In Scotland it “may well be that the option that offers us the greatest certainty, stability and the maximum control over our own destiny is that of independence,” she said in an address to charities, public sector groups and business leaders.

While the Leave campaign secured the majority vote across Britain last month, results of the referendum over European Union membership in Scotland were predominantly in favor of staying in (62 percent). A second ‘indy ref,’ according to Sturgeon, would therefore be “highly likely.”

“I don’t underestimate the challenge of finding such a solution,” she said. “Even if we can agree a position at UK level, we would face the task of persuading the EU to agree it. The barriers are substantial.

“Much of the blame for what happened on June 23 lies with the UK government’s ideological obsession with austerity, with its decision to make ordinary people pay the price of a financial crash they didn’t cause and with its cynical collusion in the myth that cuts and public service pressures are the fault of migrants, rather than a direct result of deliberate economic policy.”

Prime Minister Theresa May’s catchphrase “Brexit means Brexit” wasn’t enough for Sturgeon, who believed it was “just a soundbite that masks a lack of any clear sense of direction.”

She therefore challenged May’s government to “find ways to demonstrate that Scotland’s voice can be heard, our wishes accommodated and our interests protected within the UK.”

Sturgeon’s Tory opponent Murdo Fraser MSP replied to her speech, saying: “Scotland does not want to go through the division and upheaval of another independence vote. Instead, the Scottish government should be working hard to make the best of this, not shoehorning its narrow agenda into almost anything it can.”

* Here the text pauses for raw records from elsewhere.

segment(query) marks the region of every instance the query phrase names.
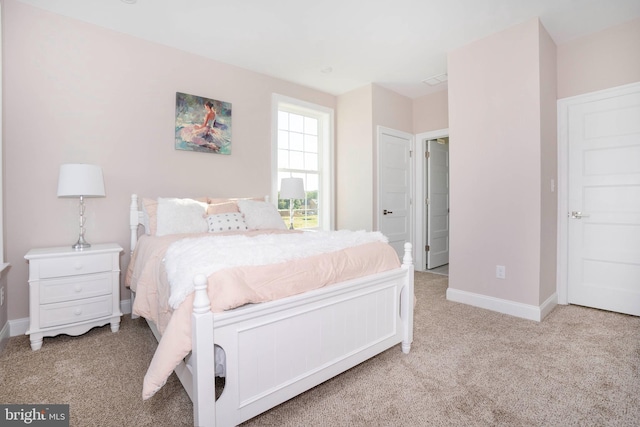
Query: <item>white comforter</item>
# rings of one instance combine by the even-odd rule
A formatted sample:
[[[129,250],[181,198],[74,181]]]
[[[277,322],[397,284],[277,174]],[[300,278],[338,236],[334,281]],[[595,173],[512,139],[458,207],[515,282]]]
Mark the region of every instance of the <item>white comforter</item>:
[[[164,257],[171,286],[169,304],[176,309],[193,292],[196,274],[208,277],[224,268],[275,264],[373,242],[388,239],[379,232],[349,230],[182,239],[172,243]]]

Commenting on Sturgeon’s five key interests to protect in Scotland upon Brexit – democracy, economy, social protections, international solidarity and influence in the single market – Fraser added: “[Sturgeon] is setting these up to fail to provide another flimsy excuse for a referendum re-run.

“It’s pretty clear the SNP is going to amble through this process and reach the conclusion it always wanted.”